Being I had lowered my 1999 C5 as low as it would go I then went with the Penske race shocks also designed to be shorter and mounted
upsidedown to reduce unspung weight.
I then added a bump stop at bottom end to prevent bottoming out
I then mini tubbed the inner fenders and trimmed the end of springs, so 12-inch wide rims would fit and not showing past the rear quarter panel
These are further adjusted by Nitrogen, some info on that :
The nitrogen charge in gas shocks is essential to keep them working properly.
If the charge is too low, the oil will break down and the damper won't perform correctly and consistently.
Adding gas pressure above the minimum required will simulate a stiffer spring rate in the suspension, as now a higher force is required to compress the shock and spring due to the added force from the gas charge acting on the cross-section area of the damper shaft.
Although the shaft diameter isn't massive (5/8"), pressure acting on this will have an effect.
The canister knob affects compression damping only.
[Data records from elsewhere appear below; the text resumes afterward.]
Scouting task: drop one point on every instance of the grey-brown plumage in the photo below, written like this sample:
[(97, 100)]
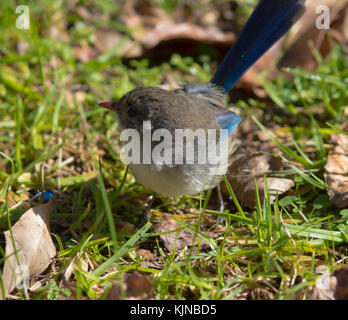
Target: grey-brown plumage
[(190, 107)]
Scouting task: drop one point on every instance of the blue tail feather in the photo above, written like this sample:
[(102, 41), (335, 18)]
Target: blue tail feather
[(270, 20)]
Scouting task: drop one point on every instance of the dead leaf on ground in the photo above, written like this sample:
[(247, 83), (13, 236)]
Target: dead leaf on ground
[(331, 286), (136, 287), (336, 171), (242, 172), (34, 246), (178, 239)]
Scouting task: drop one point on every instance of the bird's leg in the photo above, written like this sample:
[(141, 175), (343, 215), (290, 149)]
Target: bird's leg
[(221, 202), (144, 216), (220, 199)]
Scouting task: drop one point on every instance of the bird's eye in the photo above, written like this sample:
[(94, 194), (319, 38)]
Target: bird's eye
[(132, 112)]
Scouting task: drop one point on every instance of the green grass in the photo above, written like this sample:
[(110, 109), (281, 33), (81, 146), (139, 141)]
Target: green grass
[(55, 139)]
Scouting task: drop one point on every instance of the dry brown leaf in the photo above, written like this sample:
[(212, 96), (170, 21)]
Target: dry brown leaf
[(178, 239), (336, 171), (242, 172), (331, 286), (34, 246)]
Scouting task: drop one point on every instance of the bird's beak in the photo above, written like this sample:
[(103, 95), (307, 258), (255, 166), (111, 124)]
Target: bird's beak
[(108, 105)]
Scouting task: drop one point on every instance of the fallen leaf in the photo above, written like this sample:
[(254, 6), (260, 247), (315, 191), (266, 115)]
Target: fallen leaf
[(242, 172), (178, 239), (34, 247), (336, 171), (331, 286)]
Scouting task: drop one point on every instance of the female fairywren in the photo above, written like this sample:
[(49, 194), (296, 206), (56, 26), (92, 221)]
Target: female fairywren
[(198, 107)]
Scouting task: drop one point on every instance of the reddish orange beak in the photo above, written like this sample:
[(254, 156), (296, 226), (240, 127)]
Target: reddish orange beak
[(107, 105)]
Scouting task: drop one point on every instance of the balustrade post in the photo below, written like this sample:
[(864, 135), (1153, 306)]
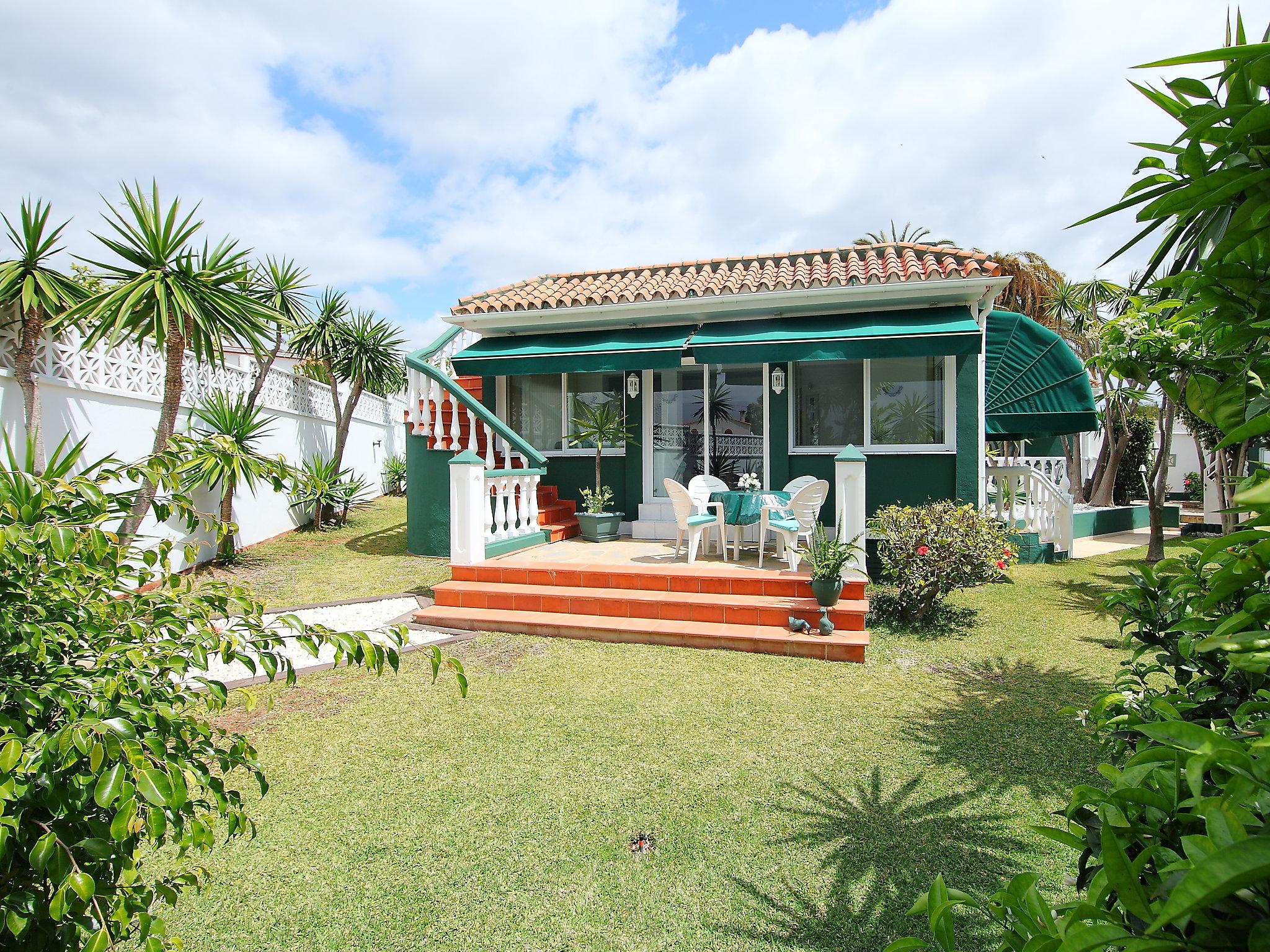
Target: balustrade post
[(469, 509)]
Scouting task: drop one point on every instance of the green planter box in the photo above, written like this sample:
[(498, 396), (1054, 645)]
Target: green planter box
[(600, 527)]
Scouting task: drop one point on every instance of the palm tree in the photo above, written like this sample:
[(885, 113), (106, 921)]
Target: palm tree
[(36, 293), (163, 293), (368, 357), (278, 284), (1033, 281), (226, 455), (911, 234)]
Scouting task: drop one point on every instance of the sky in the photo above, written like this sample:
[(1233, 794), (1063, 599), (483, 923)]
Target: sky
[(413, 152)]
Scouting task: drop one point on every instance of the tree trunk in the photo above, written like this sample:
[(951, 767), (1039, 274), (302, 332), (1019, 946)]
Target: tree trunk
[(228, 549), (31, 330), (345, 420), (1157, 482), (262, 369), (173, 387)]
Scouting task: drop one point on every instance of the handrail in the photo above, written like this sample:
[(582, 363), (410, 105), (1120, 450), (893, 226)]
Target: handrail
[(418, 361)]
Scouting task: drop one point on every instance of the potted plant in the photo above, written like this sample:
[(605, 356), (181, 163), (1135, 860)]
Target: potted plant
[(601, 426), (826, 559)]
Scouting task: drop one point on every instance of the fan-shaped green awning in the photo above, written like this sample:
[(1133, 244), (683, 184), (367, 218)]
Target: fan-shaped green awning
[(1034, 385)]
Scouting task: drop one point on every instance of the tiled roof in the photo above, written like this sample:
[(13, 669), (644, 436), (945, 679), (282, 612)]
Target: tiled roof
[(790, 271)]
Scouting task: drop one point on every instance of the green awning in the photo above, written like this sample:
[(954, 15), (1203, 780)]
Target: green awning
[(574, 352), (1034, 385), (929, 332)]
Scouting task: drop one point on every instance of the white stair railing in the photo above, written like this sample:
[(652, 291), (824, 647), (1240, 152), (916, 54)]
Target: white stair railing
[(1026, 499)]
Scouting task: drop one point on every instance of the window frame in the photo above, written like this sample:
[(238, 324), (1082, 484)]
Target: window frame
[(948, 446), (504, 414)]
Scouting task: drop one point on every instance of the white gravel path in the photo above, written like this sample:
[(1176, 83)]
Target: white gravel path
[(361, 616)]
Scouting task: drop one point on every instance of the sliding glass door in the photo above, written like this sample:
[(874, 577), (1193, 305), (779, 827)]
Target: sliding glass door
[(706, 419)]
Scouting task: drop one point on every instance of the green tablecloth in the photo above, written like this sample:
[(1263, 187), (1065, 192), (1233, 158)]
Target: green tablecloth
[(744, 508)]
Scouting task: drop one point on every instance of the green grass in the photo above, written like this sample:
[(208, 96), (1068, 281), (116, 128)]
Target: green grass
[(365, 558), (794, 804)]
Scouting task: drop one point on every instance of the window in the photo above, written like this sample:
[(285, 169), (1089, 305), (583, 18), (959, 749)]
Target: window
[(535, 409), (907, 407), (592, 390), (908, 404), (541, 407), (828, 404)]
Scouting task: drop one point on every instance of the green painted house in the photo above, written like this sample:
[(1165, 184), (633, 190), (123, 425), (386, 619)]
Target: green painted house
[(766, 364)]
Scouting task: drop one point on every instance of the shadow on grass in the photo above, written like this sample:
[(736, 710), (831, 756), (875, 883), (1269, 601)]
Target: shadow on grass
[(882, 848), (1000, 725), (945, 620), (383, 542)]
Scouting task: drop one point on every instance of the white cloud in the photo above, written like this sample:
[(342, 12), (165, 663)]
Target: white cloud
[(469, 145)]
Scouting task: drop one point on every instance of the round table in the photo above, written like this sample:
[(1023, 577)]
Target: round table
[(744, 508)]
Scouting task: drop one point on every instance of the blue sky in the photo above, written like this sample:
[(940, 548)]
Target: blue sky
[(418, 151)]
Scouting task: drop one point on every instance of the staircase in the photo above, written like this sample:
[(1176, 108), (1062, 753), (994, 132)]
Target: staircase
[(559, 517), (721, 607)]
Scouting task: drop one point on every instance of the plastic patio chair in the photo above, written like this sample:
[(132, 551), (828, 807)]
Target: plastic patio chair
[(689, 521), (804, 508)]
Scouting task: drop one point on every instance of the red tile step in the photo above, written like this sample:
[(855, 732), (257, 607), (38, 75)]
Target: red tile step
[(840, 646), (716, 578), (708, 609)]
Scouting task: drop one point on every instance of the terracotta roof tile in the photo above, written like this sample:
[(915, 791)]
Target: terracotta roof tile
[(790, 271)]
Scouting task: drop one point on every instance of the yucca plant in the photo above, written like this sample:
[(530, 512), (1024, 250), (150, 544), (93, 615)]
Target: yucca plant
[(226, 456), (33, 293), (394, 475), (164, 293)]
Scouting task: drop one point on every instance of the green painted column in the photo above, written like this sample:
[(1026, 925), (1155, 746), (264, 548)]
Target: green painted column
[(427, 499), (968, 448)]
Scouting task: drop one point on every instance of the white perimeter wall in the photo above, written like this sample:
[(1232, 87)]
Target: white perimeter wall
[(113, 399)]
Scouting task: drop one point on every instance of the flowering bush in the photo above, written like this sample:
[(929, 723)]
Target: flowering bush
[(1194, 487), (930, 550)]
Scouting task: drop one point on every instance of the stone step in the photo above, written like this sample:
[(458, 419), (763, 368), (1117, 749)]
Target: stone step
[(706, 609), (840, 646)]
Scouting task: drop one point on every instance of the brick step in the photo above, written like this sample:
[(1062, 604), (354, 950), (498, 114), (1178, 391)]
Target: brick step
[(840, 646), (723, 578), (706, 609)]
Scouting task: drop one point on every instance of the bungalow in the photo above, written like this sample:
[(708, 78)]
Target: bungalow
[(771, 364)]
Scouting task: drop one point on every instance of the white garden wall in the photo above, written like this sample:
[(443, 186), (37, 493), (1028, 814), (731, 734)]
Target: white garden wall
[(112, 397)]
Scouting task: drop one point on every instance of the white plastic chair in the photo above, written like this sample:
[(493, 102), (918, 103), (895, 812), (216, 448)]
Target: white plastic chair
[(798, 483), (804, 508), (700, 489), (689, 521)]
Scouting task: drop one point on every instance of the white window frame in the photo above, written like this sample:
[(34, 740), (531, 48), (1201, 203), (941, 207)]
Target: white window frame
[(948, 446), (502, 409)]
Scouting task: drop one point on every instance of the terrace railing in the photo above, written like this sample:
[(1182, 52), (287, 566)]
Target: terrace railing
[(1029, 500), (494, 474)]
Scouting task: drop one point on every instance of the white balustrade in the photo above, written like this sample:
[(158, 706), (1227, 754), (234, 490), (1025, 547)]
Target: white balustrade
[(1024, 498), (139, 371)]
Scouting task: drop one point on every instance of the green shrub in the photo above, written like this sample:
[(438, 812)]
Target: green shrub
[(1194, 487), (930, 550), (1173, 850), (113, 782)]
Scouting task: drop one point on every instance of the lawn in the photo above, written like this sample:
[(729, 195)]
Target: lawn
[(794, 804)]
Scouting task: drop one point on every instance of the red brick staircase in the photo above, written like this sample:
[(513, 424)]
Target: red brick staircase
[(717, 606), (559, 517)]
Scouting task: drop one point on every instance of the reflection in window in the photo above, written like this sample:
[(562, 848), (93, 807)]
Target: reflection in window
[(828, 404), (535, 410), (593, 390), (907, 402)]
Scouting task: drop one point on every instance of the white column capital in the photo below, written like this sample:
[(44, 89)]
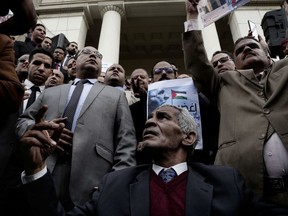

If you have a knob with 6 positions. 1 = softest, 6 = stiffest.
If C5 is bottoming out over big bumps or the car feels like it's moving around too much, try going to a stuffer setting.
If the car feels too harsh and lacking grip, go to a softer setting.
The rebound adjuster will be at the other end of the shock on the end of the chrome shaft.
This adjuster makes the rebound stiffer when you turn it clockwise.
This adjuster controls roll stiffness and will help if the car takes a few oscillations to settle down after a bump.
Again, if the car feels like it's moving around too much or a bit lazy on turn in, I will want to go to a stiffer setting.
If the car gets a little tail happy or light in the rear when on the brakes, you may want to add a little rear rebound.
If the car is under steering, say on a corner out on power, I may want to add some front rebound.